Com essa ideia na cabeça, Martihene decidiu se inscrever nas Bolsas de Investigações para Repórteres Negros que o Intercept lançou no final de 2020. Foi uma das escolhidas. Saiu a campo, então, para contar essas histórias de pessoas totalmente atravessadas pelo genocídio. Não é fácil ter essa conversa. São perdas e dores muito profundas. Por meses – e muito por causa de seu trabalho com comunicação comunitária no local – Martihene criou uma relação de confiança com os retratados para conseguir narrar suas dores. Isso porque Raquel, Carol e Dário são os rostos das estatísticas, mas não só eles. A própria Martihene também é. 

“A gente é a soma de tudo o que a gente viveu. Se a minha realidade fosse outra, talvez eu não fosse uma jornalista, nem uma jornalista de favela, como eu gosto de me intitular. Porque não foi uma coisa que eu não vivi.
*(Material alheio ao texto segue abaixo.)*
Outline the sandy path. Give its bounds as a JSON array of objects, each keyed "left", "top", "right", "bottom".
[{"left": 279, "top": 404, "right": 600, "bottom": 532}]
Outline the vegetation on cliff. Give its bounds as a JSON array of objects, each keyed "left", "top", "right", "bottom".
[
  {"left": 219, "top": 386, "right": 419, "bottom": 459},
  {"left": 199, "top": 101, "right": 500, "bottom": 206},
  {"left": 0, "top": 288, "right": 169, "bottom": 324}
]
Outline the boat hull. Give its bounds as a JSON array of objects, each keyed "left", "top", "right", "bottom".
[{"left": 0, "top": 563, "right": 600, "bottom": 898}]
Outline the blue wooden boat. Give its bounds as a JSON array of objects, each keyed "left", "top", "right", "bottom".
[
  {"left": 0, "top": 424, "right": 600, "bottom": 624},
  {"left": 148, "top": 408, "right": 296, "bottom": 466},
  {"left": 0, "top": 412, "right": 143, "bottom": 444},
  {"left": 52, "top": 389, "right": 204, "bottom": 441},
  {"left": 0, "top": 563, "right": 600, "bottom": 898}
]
Foi uma coisa que eu vivi”, ela narrou no vídeo em que conta os bastidores desse trabalho. “A gente vai noticiando todos os dias o genocídio negro. Todos os dias as mesmas notícias. Morreu mais um. Está perdendo o sentido”. 

Às vésperas da publicação, mais uma tragédia. A reportagem iria sair no último sábado, dia 28. Mas vieram as chuvas no Recife, que destruíram justamente a região em que ela atua e onde vivem os personagens da reportagem. O coletivo começou um trabalho intenso de coletar doações e ajudar os afetados, alguns deles em condições de extrema precariedade, passando fome. 

Já são 121 mortos pela chuva no Recife – e nós não precisamos te dizer qual é a cor que predomina entre eles. O genocídio negro não dá trégua.

No começo, Martihene contava 27 perdas. Na finalização da reportagem, eram 31. Ontem, já eram 34. “Quantos pretos ainda vamos perder?”, questionou Dário, outro personagem ouvido por Martihene. Cada um desses números é uma vida que deveria ter sido como a sua, com família, amigos, amores. 

Martihene teve muita sensibilidade para dar rostos às estatísticas. Convidamos vocês a ler esses relatos e assistir aos vídeos. Ao final, faça a pergunta a si mesmo: quantos pretos você perdeu?